To complicate things, even those of us who really, truly want to be known and understood are spectacularly poor judges of “the stuff that matters”. What seemed vitally important to us six months ago is often not such a big deal today. I can’t even remember the “stuff that mattered” to me at twenty-three when I gave my life to Christ. Today, it just doesn’t. Circumstances change, our priorities get reordered, and most of the time we don’t even notice it happening.

And yet, despite almost never really knowing what we’re looking for, and despite being our own worst enemies in actually achieving it when we do, most of us are still desperate to be known.

There’s a corollary to that, of course. Nobody wants to be known and despised.

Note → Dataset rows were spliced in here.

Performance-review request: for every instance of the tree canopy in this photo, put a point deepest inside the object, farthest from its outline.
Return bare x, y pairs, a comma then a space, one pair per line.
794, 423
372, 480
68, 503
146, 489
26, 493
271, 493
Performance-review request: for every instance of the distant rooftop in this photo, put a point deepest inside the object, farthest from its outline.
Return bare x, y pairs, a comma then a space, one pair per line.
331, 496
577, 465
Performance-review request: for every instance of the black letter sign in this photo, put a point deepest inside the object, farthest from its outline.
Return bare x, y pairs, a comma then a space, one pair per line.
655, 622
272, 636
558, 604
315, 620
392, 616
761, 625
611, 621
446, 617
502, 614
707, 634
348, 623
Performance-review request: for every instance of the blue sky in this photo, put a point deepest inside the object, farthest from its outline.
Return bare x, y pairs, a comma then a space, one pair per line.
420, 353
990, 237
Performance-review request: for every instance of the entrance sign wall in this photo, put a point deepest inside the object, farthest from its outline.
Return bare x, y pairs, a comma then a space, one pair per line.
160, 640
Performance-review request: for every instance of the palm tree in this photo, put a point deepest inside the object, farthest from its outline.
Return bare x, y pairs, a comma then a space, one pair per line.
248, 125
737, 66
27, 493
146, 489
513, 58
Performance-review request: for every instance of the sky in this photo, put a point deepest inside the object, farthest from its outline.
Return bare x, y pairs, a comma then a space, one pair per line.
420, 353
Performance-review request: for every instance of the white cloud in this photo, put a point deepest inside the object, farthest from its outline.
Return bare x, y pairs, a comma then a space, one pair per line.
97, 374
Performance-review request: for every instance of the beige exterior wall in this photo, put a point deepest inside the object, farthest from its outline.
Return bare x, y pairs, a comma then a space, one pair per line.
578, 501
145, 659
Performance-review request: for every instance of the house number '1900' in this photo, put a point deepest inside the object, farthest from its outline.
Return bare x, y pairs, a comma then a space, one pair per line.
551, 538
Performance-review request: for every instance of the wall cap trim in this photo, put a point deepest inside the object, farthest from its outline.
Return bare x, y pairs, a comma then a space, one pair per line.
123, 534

Nobody wants to be fully and completely understood so that they can be mocked, rejected or ignored. We hope to be known because we hope to be loved. Worse, on some level we instinctively grasp that being loved for things about us that are not true is not really being loved at all. We know this, but then we pop our masks right back on anyway.

The Universal Chorus

One important marker on the road to Christian maturity is coming to realize we can only ever be completely known and loved in this life by our Maker. Nobody else is up to the job. David says:
“O Lord, you have searched me and known me!
You know when I sit down and when I rise up;
you discern my thoughts from afar.
You search out my path and my lying down
and are acquainted with all my ways.
Even before a word is on my tongue,
behold, O Lord, you know it altogether.”
Preceding his psalm are three little English words, “To the choirmaster”. David recognized that what he writes here is universal, and he wanted his people to be able to sing it together. What was true of David’s relationship with his God remains true of every one of us.

Put bluntly, God’s the ONLY one who “gets it”.

A Blunt Declaration

I am known and loved by God. He has bluntly declared his love over and over again in his word, and then he has demonstrated it more profoundly than any lover, husband, wife, father or mother ever could:
“God shows his love for us in that while we were still sinners, Christ died for us.”
That’s love that comes out of an absolutely comprehensive knowledge of all the depths of my natural depravity and yours. That’s love that is demonstrated day after day despite the thousands of ways in which I continue to exhibit my fallen nature. I am known and I am loved.

Off the Hook

To accept once and for all the truth that ONLY God can fully know and love me in this life is absolute liberty. It allows me to let everyone who has failed me (and will reliably continue to fail me) off the hook. My expectations of them have been unrealistic, after all. My wife, my husband, my friends — they weren’t made to read my mind or to fill the holes in my heart. They can’t possibly, and it’s not their fault. It’s time to enjoy them for the things about me they DO understand, rather than despairing of the things they don’t.

It also allows me to let myself off the hook when I fail others, because that’s going to keep happening too. I’m going to be just a bit too dull from time to time. I’m going to miss many cues about their needs and desires even when they’re right in front of me. But God didn’t make me to meet every single one of their needs either. He has provided them with himself, if they’re willing to accept that. I’m just a bonus.

Whew!

Further, it allows me to drop the mask just a bit. If all my faults are already known and I am loved by God anyway, does it really matter all that much if you think less of me than I would’ve liked? Hey, you might even be right.

Even As I Have Been Fully Known

Finally, it allows me to invest my emotional energies in communing with Heaven, where a place is being prepared for me, rather than on earth where so often they will be wasted, in the knowledge that one day “I shall know fully, even as I have been fully known”.

And when I do make the effort to know and be known here, I can be sure that it is only when I am being most like my Saviour that I have the slightest chance of getting the job done.